Trade off for what? It's a mobile chip. It's fine for what they are - and more efficient where they're needed - battery duration.
Don't tell me you're happy with "strong" Atom powered smartphones that can do 4 hours of calls and 2 hours of Angry Birds. Not a trade off I'd prefer.
Sorry, I was taking about laptop CPUs whereas you were talking about phones/tablets i.e. Atom. The fact that the article also flips between these hurts the discussion.
What chafes here is that Jobs is acting like he knows Intel's business better than Intel does. Same idea as the story posted earlier. Intel moves like a steamship because it's vastly more efficient (i.e. profitable) to make as few designs as possible and mass-produce them than it is to make a chip just to meet Apple's needs. Might be different now considering the number of phones/tablets Apple sells but it wouldn't have made sense at the time. "We tried to help Intel" ... what a douche.
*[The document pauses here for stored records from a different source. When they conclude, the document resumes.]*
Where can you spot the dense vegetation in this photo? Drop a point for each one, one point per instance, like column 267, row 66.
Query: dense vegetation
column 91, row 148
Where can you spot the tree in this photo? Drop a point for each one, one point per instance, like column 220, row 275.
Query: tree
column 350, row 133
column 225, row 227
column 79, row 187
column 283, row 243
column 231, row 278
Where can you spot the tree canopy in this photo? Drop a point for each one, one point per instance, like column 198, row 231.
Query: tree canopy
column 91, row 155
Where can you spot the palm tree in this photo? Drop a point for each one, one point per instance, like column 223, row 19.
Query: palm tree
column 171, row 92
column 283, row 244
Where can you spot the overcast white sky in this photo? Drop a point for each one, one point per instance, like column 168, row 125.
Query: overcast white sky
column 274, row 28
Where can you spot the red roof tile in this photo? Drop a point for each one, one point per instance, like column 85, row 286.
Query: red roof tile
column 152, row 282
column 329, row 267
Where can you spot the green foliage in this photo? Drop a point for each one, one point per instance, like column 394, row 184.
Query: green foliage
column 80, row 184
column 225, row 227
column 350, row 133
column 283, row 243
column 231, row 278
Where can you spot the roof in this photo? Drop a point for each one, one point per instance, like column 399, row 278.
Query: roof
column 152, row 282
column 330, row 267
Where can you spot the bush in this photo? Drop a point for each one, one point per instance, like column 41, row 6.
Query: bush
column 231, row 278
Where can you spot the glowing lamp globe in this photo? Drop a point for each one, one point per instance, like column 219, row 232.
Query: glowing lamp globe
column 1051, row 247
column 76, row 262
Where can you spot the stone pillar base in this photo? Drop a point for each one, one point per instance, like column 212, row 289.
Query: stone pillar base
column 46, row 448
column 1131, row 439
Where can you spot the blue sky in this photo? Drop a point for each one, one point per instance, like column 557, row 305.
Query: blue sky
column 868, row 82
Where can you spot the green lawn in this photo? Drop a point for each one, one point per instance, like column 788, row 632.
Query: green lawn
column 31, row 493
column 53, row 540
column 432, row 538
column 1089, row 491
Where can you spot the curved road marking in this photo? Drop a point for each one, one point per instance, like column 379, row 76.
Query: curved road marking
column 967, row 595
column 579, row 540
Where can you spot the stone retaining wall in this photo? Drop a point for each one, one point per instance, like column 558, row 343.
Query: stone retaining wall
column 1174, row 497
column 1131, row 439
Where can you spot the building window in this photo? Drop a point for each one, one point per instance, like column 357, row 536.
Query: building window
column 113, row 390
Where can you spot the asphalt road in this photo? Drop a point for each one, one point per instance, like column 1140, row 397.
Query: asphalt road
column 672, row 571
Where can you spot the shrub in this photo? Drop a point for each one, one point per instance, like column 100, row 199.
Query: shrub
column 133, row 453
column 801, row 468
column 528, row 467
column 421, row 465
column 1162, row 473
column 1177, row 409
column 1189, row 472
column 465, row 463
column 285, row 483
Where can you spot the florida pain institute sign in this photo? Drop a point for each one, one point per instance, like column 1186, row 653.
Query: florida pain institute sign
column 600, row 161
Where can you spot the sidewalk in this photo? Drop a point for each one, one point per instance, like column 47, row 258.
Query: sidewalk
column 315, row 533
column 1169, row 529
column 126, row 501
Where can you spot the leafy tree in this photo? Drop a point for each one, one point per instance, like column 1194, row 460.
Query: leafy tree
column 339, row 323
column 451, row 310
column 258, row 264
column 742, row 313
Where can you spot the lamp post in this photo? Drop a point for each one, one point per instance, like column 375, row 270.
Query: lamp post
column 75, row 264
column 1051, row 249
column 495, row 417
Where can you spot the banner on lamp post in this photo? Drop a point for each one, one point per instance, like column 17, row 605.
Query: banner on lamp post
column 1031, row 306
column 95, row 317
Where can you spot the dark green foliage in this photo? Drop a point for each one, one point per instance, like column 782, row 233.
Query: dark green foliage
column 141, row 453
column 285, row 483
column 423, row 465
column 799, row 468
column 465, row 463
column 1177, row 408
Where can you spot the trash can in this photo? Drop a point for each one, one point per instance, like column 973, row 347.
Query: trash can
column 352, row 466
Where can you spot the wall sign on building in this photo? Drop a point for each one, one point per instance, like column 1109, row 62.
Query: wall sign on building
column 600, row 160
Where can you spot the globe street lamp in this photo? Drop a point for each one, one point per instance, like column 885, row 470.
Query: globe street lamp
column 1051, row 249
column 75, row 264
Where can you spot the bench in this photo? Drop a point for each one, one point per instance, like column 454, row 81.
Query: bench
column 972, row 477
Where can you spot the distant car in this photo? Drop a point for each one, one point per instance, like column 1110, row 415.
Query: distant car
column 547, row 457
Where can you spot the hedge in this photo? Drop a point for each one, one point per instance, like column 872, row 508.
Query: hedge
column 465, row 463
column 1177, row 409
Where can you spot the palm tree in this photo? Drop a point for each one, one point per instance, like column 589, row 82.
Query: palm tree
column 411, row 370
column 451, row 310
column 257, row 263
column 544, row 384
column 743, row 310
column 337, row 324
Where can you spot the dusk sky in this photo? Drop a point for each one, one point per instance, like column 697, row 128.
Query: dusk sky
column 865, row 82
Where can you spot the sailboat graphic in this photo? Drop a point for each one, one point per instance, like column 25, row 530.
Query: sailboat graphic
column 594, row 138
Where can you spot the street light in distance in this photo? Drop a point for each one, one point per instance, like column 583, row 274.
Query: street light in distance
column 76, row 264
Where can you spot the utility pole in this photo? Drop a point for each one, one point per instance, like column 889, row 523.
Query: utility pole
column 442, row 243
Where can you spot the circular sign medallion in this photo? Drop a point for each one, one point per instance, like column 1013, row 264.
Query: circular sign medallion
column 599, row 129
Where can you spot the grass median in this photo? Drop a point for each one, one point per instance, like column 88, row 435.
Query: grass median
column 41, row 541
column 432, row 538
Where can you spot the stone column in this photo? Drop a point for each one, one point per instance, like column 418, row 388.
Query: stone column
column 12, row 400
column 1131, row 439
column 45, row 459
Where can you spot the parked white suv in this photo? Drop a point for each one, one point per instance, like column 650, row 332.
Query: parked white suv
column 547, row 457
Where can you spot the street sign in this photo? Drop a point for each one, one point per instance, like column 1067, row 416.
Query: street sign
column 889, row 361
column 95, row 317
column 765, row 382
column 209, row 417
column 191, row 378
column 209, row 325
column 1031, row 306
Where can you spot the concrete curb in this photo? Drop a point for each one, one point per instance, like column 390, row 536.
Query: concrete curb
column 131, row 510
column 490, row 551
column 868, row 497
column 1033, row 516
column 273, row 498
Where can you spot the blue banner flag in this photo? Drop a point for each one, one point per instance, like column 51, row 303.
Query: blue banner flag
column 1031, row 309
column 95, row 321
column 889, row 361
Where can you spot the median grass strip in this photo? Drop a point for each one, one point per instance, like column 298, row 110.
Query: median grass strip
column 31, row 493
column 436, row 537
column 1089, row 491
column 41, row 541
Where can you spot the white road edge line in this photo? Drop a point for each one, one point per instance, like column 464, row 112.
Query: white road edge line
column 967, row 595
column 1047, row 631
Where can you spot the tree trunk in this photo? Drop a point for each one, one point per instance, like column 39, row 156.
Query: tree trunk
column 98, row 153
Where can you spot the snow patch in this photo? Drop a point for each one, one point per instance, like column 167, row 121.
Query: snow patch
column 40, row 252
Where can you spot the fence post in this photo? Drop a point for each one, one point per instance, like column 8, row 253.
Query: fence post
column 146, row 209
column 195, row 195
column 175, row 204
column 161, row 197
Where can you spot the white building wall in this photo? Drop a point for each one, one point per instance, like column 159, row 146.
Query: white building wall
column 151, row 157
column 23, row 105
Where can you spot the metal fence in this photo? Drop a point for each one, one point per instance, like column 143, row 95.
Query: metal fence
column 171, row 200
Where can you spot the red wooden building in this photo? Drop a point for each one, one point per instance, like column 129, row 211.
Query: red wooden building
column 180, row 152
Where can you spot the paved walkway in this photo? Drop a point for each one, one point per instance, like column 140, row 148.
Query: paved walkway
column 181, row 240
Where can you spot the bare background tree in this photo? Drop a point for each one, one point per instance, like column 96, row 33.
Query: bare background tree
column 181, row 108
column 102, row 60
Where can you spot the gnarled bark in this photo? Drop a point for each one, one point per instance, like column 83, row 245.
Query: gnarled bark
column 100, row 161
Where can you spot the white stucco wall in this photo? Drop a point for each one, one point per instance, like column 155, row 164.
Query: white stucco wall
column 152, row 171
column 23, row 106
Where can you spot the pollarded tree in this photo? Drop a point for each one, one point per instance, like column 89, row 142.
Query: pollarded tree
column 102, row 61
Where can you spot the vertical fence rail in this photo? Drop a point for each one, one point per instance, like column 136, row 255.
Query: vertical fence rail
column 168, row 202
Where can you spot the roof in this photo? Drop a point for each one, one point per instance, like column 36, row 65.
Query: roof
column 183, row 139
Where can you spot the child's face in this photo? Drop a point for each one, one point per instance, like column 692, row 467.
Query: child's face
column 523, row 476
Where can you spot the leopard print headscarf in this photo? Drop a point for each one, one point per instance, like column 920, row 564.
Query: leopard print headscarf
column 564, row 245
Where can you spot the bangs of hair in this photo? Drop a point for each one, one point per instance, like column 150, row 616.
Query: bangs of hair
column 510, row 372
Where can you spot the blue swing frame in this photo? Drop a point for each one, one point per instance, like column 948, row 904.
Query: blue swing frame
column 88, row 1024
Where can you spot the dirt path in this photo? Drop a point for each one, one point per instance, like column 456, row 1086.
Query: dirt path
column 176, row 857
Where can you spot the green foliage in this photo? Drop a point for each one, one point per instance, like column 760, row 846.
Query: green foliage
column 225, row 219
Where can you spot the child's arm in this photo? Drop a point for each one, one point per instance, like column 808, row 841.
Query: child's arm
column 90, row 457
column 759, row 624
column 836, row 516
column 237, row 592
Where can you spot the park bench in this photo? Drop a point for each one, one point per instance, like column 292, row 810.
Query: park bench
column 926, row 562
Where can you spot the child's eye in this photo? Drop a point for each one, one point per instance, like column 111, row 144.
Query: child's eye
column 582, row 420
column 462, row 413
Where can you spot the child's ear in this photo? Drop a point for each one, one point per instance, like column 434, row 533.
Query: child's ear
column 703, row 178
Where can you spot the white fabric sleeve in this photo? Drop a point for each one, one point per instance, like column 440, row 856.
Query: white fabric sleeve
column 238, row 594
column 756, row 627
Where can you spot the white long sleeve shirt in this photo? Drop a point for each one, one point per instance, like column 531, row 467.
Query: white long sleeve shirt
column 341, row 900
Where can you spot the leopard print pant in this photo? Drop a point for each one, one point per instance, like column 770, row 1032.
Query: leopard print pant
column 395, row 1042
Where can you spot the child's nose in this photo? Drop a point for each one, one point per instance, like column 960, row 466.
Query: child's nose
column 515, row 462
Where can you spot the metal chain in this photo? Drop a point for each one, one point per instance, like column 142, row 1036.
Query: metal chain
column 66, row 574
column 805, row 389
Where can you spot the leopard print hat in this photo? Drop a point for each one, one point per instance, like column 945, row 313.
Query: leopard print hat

Also, funny nobody quoted Intel here:
Isaacson also includes a rebuttal from Intel CEO Paul Otellini. "It would have made sense for the iPad to use Intel chips. The problem...was that Apple and Intel couldn't agree on price. Also, they disagreed on who would control the design," according to the book.
Now THAT sounds like Jobs/Apple. ARM would still be more power efficient but I'm 99% certain Otellini's speaking the truth here.